I checked Ollama's environment variables. By default, it only handles a few concurrent requests before queuing or rejecting new ones. My workflows were sending 5-10 requests simultaneously, overwhelming that limit.

What Worked

1. Setting OLLAMA_NUM_PARALLEL

I added this to the Ollama systemd service file:

Environment="OLLAMA_NUM_PARALLEL=4"

Then restarted the service:

sudo systemctl daemon-reload
sudo systemctl restart ollama

This allowed Ollama to process up to 4 requests concurrently instead of queuing everything. It didn't eliminate failures, but reduced them significantly.

2. Limiting n8n Workflow Concurrency

Instead of letting n8n fire off unlimited parallel requests, I added a "Queue" node at the start of each workflow. This forces workflows to wait their turn before calling Ollama.

In n8n, I set:

  • Execution mode: Queue
  • Max concurrent executions: 2

This meant only two workflows could call Ollama at the same time. The rest waited in line. Not elegant, but it worked.

3. Adding Retry Logic in n8n

I configured the HTTP Request node to retry failed requests:

  • Retry on fail: Yes
  • Max retries: 3
  • Wait between retries: 5 seconds

This handled transient failures when Ollama was briefly overloaded. Some requests succeeded on the second or third attempt.

4. Reducing Context Window

I created a custom Modelfile for llama3.2 with a smaller context window:

FROM llama3.2:3b
PARAMETER num_ctx 1024

Then created the model:

ollama create llama3.2-fast -f ./Modelfile

This reduced memory usage per request and sped up inference slightly. Not a huge difference, but noticeable when running multiple workflows.

What Didn't Work

Increasing OLLAMA_NUM_PARALLEL Too High

I tried setting OLLAMA_NUM_PARALLEL=10, thinking more concurrency would help. It made things worse. CPU usage stayed at 100%, and requests took even longer because the VM was thrashing between too many inference tasks.

The sweet spot for my 16GB VM was 3-4 concurrent requests. Beyond that, performance degraded.

Using Streaming Responses

I thought streaming ("stream": true) would reduce load by sending partial responses. It didn't help. n8n doesn't handle streaming well in HTTP Request nodes, and I still needed to wait for the full response anyway.

Streaming might work if I built a custom n8n node or used a different client, but for my use case, it added complexity without benefit.

Connection Pooling in n8n

I tried enabling persistent connections in n8n's HTTP Request node settings. It had no noticeable effect. Ollama doesn't seem to benefit much from connection reuse when requests are CPU-bound, not network-bound.

How I Monitor It Now

I set up a simple monitoring workflow in n8n that pings Ollama every 5 minutes with a lightweight request:

{
  "model": "llama3.2-fast",
  "prompt": "Test",
  "stream": false
}

It logs response time to a Google Sheet. If response time exceeds 10 seconds, I get a notification. This gives me early warning before workflows start failing.

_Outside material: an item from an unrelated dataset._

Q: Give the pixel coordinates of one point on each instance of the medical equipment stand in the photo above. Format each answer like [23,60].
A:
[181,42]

I also check Ollama's logs occasionally:

journalctl -u ollama -f

Looking for errors or warnings about connection limits.

Key Takeaways

  • Ollama's default concurrency settings are conservative. Adjust OLLAMA_NUM_PARALLEL based on your hardware, but don't overdo it.
  • Rate limiting isn't always about network throttling. In my case, it was CPU saturation.
  • Queuing workflows in n8n is more reliable than letting them all fire at once.
  • Smaller context windows reduce memory and CPU load per request.
  • Retry logic in n8n helps handle transient failures without manual intervention.
  • Monitoring response times gives you early warning before things break completely.

Current Limitations

This setup works for my current load (5-10 workflows per hour). If I need to scale beyond that, I'll either need to add GPU passthrough to the VM or run multiple Ollama instances behind a load balancer. Neither is trivial in my Proxmox environment.

I also haven't tested this with larger models like llama3:70b. Those would require more RAM and likely hit different bottlenecks.

The monitoring workflow only checks basic availability. It doesn't track per-model performance or detect gradual degradation. That would require more sophisticated logging, which I haven't built yet.